Une saga

— Tu suis cette affaire de reward money là toi.
— Même si je ne voulais pas, je suis obligée de suivre, toi : tout le monde ne parle que de ça.
— Il y a de quoi ! Tu as vu cette quantité de millions qui sont sur les comptes de certains policiers !
— Et tu as vu le nombre de gradés arrêtés à cause, justement, de ces millions sur leurs comptes bancaires ?!
— Il y a une chose que je ne comprends pas dans cette affaire ?
— Une chose seulement ? Laquelle ?
— Comment se fait-il que c’est seulement maintenant qu’on découvre tout ça. Qu’est-ce que la police et la FCC de l’époque, l’ICAC, faisaient avant.
— Tu dis ça en foutant ?
— Pas du tout, je pose la question sérieusement. D’après ce que j’ai lu, ça faisait des mois et des mois que les millions du reward money vont sur les comptes des hauts gradés de la police. Et pas que les hauts gradé en plus.
— Qu’est-ce que tu veux dire par « pas que les hauts gradés ? »
— Tu ne sais pas que dans le lot des policiers interpellés il y a aussi au moins un sergent qui avait des millions sur son compte ! Personne n’a trouvé ça louche ?
— Tu veux parler de l’ICAC ? Tu sais bien que c’était un bouledogue sans dents, le bureau des enquêtes qui sont commencées mais ne sont jamais terminées !
— Allons dire que l’ICAC ne s’est pas intéressée à cette affaire-là. Mais dans la police personne n’a trouvé drôle que des gradés qui touchent, disons Rs 100 000 par mois, puissent avoir des dizaines de millions en banque ?
— Dis-moi un coup à qui les banques allaient signaler cela : au chefs de la police ! ? Koumadir to pe met lisien vey sosis !
— Mais cela veut dire que si certains policiers ont pu détourner des fonds, ils ont pu faire autre chose.
— Mais bien sûr, comme faire planter de la drogue chez certaines personnes lors des descentes de police. Ou garder pour eux des affaires saisies !
— Donc les personnes qui disaient que le Special Striking Team les avaient installées en plaçant de la drogue chez eux disaient la vérité alors.

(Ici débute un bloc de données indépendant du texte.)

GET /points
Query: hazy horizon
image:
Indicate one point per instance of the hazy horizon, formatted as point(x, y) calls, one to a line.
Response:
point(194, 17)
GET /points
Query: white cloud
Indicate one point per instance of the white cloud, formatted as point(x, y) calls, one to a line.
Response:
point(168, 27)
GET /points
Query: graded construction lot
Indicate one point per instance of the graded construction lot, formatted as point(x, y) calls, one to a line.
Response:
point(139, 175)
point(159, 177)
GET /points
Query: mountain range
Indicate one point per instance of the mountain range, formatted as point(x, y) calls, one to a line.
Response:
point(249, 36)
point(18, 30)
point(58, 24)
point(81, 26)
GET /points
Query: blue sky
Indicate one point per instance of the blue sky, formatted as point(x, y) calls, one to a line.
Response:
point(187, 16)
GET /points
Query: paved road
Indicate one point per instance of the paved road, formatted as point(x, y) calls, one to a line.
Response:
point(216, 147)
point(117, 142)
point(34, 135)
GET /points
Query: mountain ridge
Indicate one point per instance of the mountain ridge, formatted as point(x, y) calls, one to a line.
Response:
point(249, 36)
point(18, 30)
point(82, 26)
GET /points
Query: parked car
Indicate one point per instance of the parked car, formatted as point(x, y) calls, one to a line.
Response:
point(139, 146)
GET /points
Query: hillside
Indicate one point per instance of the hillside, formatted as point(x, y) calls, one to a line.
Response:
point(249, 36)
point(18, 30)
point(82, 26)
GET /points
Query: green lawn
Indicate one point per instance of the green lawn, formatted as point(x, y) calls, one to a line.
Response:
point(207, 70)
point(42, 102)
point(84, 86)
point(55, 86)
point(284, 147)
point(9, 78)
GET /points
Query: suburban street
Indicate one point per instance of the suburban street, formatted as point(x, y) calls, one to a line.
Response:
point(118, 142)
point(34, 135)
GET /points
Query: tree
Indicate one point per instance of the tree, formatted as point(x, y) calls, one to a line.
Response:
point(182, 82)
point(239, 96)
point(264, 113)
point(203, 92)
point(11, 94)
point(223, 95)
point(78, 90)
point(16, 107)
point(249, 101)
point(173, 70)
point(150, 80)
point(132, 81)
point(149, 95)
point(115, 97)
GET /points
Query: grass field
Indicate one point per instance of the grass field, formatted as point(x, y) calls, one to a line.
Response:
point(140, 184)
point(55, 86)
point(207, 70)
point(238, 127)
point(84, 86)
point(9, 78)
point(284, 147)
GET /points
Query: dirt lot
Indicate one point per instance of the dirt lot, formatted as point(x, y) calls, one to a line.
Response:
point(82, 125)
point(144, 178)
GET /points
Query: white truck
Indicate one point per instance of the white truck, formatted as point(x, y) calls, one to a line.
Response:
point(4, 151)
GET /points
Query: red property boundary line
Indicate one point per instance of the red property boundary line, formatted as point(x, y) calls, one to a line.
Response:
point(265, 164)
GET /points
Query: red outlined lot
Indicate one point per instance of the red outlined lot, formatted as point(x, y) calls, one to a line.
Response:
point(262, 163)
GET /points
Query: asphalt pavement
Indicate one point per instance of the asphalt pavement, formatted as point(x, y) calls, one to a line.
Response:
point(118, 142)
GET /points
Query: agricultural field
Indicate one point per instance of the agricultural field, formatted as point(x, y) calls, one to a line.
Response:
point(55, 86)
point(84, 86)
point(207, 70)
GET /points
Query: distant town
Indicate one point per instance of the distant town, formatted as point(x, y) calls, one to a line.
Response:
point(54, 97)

— En tout cas certains d’entre elles. D’ailleurs, je te rappelle que pas mal de ces cas ont été rayés par la cour pour faute de preuves.
— C’est incroyable toi : on dirait qu’on est en train de suivre un film de gangsters !
— Oui, surtout depuis qu’on a arrêté le chef de l’ancienne Special Striking Team. Celui qui allait à la radio avec deux avocats envoyés par le commissaire de police pour le protéger !
— Ah, ce dernier bout-là je n’ai pas suivi. Il a été arrêté ?
— Il a été interpellé puis arrêté et envoyé en prison.
— Ça me rappelle un vieux film américain : le shérif est en prison.
— C’est tout à fait ça. Le lendemain quand on l’a emmené en cour il portait un gilet pare-balles, un casque de protection et était entouré de policiers avec des fusils et des boucliers pour le protéger.
— Pareil comme quand dans les films, les chefs de la mafia repentis sont traduits en cour !
— Presque. Disons que ça rappelle aussi la fois où, dans l’affaire Kistnen, un ministre a été traduit en cour.
— Tu as raison. C’était le jour où la police avait bloqué l’accès à la cour et même placé des snipers sur les bâtiments, soi-disant pour protéger le ministre d’une éventuelle attaque.
— Oui, on m’a dit que ce jour-là le quartier de Port-Louis où il y a la cour, ressemblait à une rue d’un pays en temps de guerre.
— En tout cas, son avocat a demandé des mesures de protection. Qu’il soit enfermé seul dans une cellule isolée avec une caméra de surveillance. Et quand on va l’emmener en cour qu’il passe par la porte de derrière. L’avocat a demandé et obtenu toutes ces mesures de protection pour son client.
— On dirait que c’est un avocat qui means business.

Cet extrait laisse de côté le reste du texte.